In the 1800s they called the place the Everglades of the North. It was a paradise for hunters and naturalists and wildlife. Presidents and titans of industry came to the marsh for their hunting expeditions. King Edward VII crossed the Atlantic Ocean just to get there.
Most days, the tallest waterfall in Indiana is a dry 90-foot sandstone cliff, but like so many things, it wasn't always this way, another expression of a theme I wasn't even looking for when I made the drive down.
In the 1800s, the flow of water was sufficient enough to power a mill at the base of the waterfall. In Thomas Clifton's 1913 history of the region, he described Williamsport Falls this way:
Right in the heart of town, back of the present water works and light plant, within a stone's throw of Main street, this stream tumbles into an abyss fully eighty feet… The falls are hidden within a canyon skirted with native timber, and one knows nothing of its existence until it suddenly bursts into view.

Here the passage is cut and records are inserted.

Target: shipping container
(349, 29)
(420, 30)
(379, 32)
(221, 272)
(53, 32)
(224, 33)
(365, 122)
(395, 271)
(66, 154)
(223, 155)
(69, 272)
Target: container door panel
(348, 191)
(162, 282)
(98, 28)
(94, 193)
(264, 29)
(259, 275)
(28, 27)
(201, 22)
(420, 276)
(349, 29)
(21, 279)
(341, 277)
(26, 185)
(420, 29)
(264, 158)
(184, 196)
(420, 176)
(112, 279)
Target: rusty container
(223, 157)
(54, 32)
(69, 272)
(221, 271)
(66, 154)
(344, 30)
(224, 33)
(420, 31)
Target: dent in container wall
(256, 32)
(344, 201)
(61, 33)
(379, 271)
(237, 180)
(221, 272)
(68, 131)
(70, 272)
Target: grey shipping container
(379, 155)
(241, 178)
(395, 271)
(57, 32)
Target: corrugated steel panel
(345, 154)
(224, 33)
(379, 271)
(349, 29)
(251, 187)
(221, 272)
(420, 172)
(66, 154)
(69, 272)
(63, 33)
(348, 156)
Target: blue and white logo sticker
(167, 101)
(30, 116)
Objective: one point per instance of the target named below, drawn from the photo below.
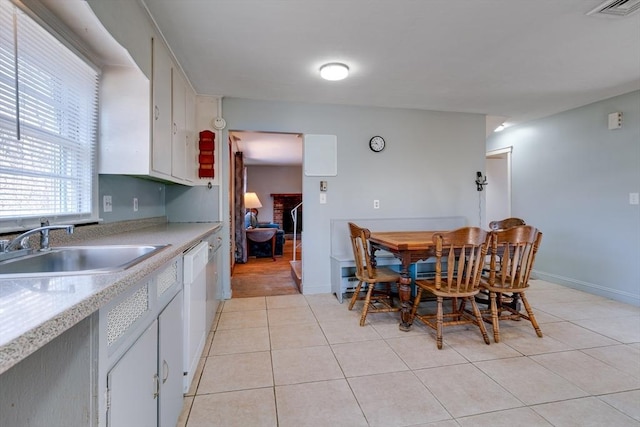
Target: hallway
(261, 277)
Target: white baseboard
(592, 288)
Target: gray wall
(571, 179)
(427, 169)
(122, 189)
(192, 204)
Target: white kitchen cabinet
(135, 140)
(170, 363)
(144, 393)
(161, 92)
(140, 352)
(183, 123)
(133, 384)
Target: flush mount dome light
(334, 71)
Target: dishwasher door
(195, 301)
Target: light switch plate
(107, 206)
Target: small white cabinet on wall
(148, 122)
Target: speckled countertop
(34, 311)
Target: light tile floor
(299, 360)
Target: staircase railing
(294, 216)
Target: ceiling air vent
(616, 8)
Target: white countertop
(34, 311)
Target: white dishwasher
(195, 308)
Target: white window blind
(48, 124)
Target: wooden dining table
(409, 247)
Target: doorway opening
(498, 192)
(271, 167)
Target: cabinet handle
(165, 371)
(156, 386)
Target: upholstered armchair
(263, 249)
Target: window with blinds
(48, 125)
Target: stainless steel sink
(71, 260)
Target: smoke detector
(616, 8)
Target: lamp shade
(251, 201)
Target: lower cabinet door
(133, 384)
(170, 362)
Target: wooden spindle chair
(375, 300)
(462, 253)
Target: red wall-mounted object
(206, 158)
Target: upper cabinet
(182, 129)
(147, 125)
(161, 81)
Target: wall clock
(376, 144)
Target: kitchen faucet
(23, 239)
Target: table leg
(404, 292)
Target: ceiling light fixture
(334, 71)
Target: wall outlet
(107, 206)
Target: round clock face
(219, 123)
(376, 144)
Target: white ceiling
(521, 59)
(509, 59)
(513, 59)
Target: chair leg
(354, 297)
(416, 303)
(532, 318)
(479, 320)
(494, 316)
(439, 322)
(367, 301)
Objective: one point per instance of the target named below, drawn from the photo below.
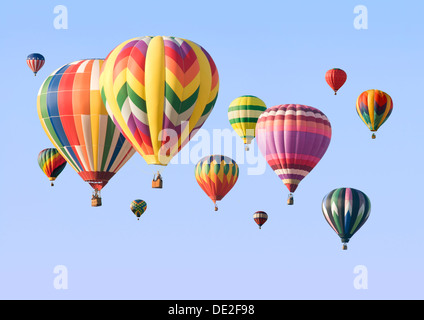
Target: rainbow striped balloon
(51, 162)
(293, 138)
(260, 218)
(138, 207)
(374, 107)
(159, 91)
(243, 113)
(216, 175)
(74, 118)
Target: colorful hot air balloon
(260, 218)
(335, 78)
(243, 114)
(35, 61)
(73, 116)
(216, 175)
(138, 207)
(293, 138)
(346, 210)
(374, 108)
(52, 163)
(159, 91)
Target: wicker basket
(96, 201)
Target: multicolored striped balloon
(216, 175)
(374, 107)
(346, 210)
(74, 118)
(138, 207)
(243, 115)
(293, 138)
(51, 162)
(35, 61)
(260, 218)
(335, 78)
(159, 91)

Of course, that's not what we saw.
So how does that happen? How does a waterfall just die?
In this case, it was development along Fall Branch Stream. Water that used to make its way to the ledge and then splash down and flow to the Wabash River was taken and diverted before it had a chance to get there. Woodlands and prairies were converted into mechanized farms and water was pumped into irrigation systems. Given the choice between choking out their waterfall and planting more corn literally anywhere else in the state of Indiana, they chose the former.
A feasibility study conducted by Purdue University offered solutions that could restore Williamsport Falls, but policymakers demurred at the price tag. Given the opportunity to save the waterfall, they decided not to.
It's another of Indiana's catastrophic ecological failures, a stain in a long line of them when it comes to the state's shameful record on water management. After all, Indiana eviscerated its most consequential wetland and fully drained its largest lake. Why wouldn't it wipe out it's tallest waterfall too?
I'd tell you that the Falls are worth the visit if you're ever in Williamsport, but then, without the Falls, I'm not sure there's any reason to go there.
The Tripadvisor reviews of Williamsport Falls are not awesome. It's ranked second out of two things to do in Williamsport. There is no number one.